More than 100 injured when part of train derails in Brooklyn

Officials said 103 people were injured in the derailment and several had to be taken out on stretchers. (Todd Maisel/New York Daily News)

January 04, 2017

At least 103 people were injured — three seriously — when a commuter train slammed into a safeguard at a Brooklyn station Wednesday morning, forcing part of its first car off the tracks, officials said.

Most of the injuries were considered minor, FOX5 reported.The most serious was a possible broken leg, Gov. Andrew Cuomo said during a news conference.

The Long Island Rail Road train derailed on Track 6 at the Atlantic Terminal around 8:15 a.m. The MTA said the six-car train – carrying 430 passengers — hit a bumping block at the end of the platform and the lead wheel assembly of the first car went off the tracks after impact.

Pictures on social media showed a door at the station with smashed glass and fire and police rescue workers evacuating commuters from the train.

MTA Chairman Thomas Prendergrast said when LIRR trains make their final approach into a station, it is up to the operator to slow them down.

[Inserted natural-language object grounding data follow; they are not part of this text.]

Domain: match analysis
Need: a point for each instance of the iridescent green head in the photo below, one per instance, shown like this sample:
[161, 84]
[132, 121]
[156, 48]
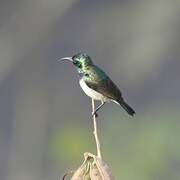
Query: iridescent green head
[81, 61]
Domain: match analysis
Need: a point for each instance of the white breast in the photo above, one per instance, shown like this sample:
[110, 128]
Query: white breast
[90, 92]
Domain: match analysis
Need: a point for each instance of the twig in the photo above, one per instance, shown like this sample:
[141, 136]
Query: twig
[95, 131]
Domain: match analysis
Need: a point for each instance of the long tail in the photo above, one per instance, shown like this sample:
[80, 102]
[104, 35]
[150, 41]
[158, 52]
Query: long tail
[126, 107]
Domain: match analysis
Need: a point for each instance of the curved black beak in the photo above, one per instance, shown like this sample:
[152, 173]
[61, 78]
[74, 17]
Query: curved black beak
[66, 59]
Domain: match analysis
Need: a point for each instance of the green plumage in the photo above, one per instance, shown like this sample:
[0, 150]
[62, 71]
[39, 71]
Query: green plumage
[97, 80]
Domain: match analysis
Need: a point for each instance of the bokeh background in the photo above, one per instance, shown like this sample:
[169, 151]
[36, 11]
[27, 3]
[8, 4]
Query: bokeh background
[45, 118]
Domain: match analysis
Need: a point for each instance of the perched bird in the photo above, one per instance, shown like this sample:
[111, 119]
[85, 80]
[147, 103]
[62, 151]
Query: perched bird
[96, 83]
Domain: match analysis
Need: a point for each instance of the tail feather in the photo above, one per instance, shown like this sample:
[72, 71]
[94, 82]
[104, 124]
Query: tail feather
[126, 107]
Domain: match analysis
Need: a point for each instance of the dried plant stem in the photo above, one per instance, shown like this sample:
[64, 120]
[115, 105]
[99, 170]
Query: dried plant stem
[95, 131]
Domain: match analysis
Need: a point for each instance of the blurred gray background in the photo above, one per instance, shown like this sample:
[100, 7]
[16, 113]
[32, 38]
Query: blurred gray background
[45, 118]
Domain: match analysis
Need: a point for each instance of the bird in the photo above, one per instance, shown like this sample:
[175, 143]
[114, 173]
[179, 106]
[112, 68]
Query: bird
[96, 83]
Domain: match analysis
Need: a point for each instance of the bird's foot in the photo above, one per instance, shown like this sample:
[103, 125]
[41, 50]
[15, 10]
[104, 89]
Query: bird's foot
[94, 114]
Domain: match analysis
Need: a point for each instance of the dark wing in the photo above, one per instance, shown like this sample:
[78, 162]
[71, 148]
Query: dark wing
[106, 87]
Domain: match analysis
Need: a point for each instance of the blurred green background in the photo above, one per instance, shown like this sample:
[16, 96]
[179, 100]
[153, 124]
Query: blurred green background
[45, 118]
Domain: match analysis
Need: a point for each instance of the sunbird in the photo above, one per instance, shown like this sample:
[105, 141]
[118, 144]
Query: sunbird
[96, 83]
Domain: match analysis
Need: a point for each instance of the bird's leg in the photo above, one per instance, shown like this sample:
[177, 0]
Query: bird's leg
[95, 112]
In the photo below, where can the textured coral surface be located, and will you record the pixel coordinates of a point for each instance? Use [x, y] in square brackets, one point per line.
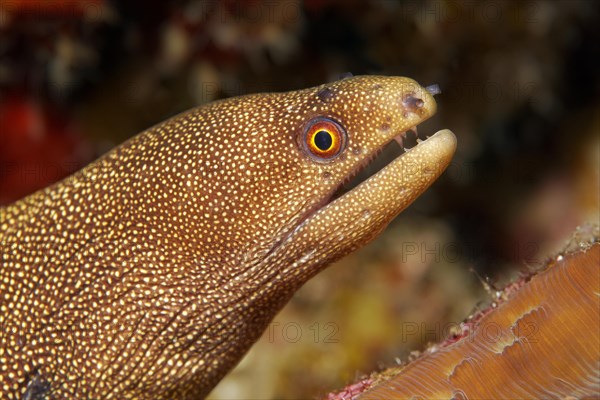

“There’s a signal system that controls it coming in at limited speeds,” he said. “But when you’re getting to the end it’s the locomotive engineer’s responsibility. And the train’s brakes have to work. All those things have to be looked at in the investigation.”

New York Gov. Andrew Cuomo said the train came into the station at a “fairly low rate of speed” before it hit the block.

Passengers told TV news crews on the scene that there was a loud bang and a jolt that sent some people flying. The first car of the train left the track, but no others were affected, FOX5 reported.

Some people were carried away on stretchers. Others were sitting outside the train holding ice packs to their heads.

Reports from the scene said some people were bleeding from cuts.

The National Transportation Safety Board was sending a “go-team” to New York to investigate alongside the Federal Railroad Administration.